Quickstart: Cayley as an Application


#1

Quickstart as Application (an overview)

Getting Started

This guide will take you through starting a persistent graph based on the provided data, with some hints for each backend.

Grab the latest release binary and extract it wherever you like.

If you prefer to build from source, see Contributing.md which has instructions.•

Initialize A Graph

Now that Cayley is downloaded (or built), let’s create our database. init is the subcommand to set up a database and the right indices.

You can set up a full configuration file if you’d prefer, but it will also work from the command line.

Examples for each backend:

  • leveldb: ./cayley init --db=leveldb --dbpath=/tmp/moviedb – where /tmp/moviedb is the path you’d like to store your data.
  • bolt: ./cayley init --db=bolt --dbpath=/tmp/moviedb – where /tmp/moviedb is the filename where you’d like to store your data.
  • mongo: ./cayley init --db=mongo --dbpath="<HOSTNAME>:<PORT>" – where HOSTNAME and PORT point to your Mongo instance.
  • sql: ./cayley init --db=sql --dbpath="postgres://[USERNAME:PASSWORD@]HOST[:PORT]/DATABASE_NAME?sslmode=disable" – where HOSTNAME, PORT and DATABASE_NAME point to your PostgreSQL database and USERNAME, PASSWORD have write access. The value of the dbpath flag is a ››› connection string of parameters from pq. See https://godoc.org/github.com/lib/pq for more information.

Those two options (db and dbpath) are always going to be present.
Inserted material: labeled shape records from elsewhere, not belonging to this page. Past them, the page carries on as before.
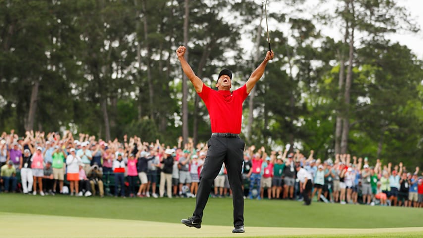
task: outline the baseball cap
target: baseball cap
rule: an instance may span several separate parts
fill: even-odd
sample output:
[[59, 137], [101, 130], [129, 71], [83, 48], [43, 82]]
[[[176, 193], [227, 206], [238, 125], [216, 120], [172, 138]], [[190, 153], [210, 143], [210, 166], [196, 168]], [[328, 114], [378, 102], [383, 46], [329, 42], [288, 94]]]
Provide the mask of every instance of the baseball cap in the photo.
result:
[[[229, 78], [230, 78], [231, 80], [232, 79], [232, 72], [229, 69], [225, 68], [220, 71], [219, 73], [219, 77], [217, 78], [217, 81], [219, 81], [219, 79], [220, 78], [220, 77], [221, 77], [222, 75], [228, 75], [229, 76]], [[216, 83], [217, 81], [216, 82]]]
[[168, 155], [171, 155], [173, 153], [173, 150], [172, 149], [166, 149], [166, 150], [164, 151], [164, 153], [167, 154]]

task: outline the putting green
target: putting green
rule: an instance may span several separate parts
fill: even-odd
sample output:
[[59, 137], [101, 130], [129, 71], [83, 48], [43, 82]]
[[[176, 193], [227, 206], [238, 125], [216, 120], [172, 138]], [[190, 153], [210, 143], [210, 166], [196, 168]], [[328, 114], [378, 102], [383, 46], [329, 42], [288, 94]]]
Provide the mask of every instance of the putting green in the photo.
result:
[[246, 227], [246, 233], [232, 234], [232, 227], [204, 225], [201, 229], [181, 224], [132, 220], [92, 218], [0, 212], [0, 237], [145, 238], [227, 237], [371, 235], [404, 232], [423, 234], [423, 227], [340, 229]]

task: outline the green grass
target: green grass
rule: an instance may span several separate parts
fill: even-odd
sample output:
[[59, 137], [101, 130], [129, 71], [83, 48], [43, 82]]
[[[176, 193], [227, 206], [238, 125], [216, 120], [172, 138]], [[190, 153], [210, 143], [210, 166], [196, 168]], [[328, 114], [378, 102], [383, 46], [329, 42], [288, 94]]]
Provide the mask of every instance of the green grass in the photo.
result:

If you feel like not repeating yourself, setting up a configuration file for your backend might be something to do now. There’s an example file, cayley.cfg.example in the root directory.

You can repeat the --db and --dbpath flags from here forward instead of the config flag, but let’s assume you created cayley.cfg.overview

Load Data Into A Graph

First we load the data.

./cayley load --config=cayley.cfg.overview --quads=data/testdata.nq

And wait. It will load. If you’d like to watch it load, you can run

./cayley load --config=cayley.cfg.overview --quads=data/testdata.nq --alsologtostderr

And watch the log output go by.

Connect a REPL To Your Graph

Now it’s loaded. We can use Cayley now to connect to the graph. As you might have guessed, that command is:

./cayley repl --config=cayley.cfg.overview

Where you’ll be given a cayley> prompt. It’s expecting Gremlin/JS, but that can also be configured with a flag.

New nodes and links can be added with the following command:

cayley> :a subject predicate object label .

Removing links works similarly:

cayley> :d subject predicate object .

This is great for testing, and ultimately also for scripting, but the real workhorse is the next step.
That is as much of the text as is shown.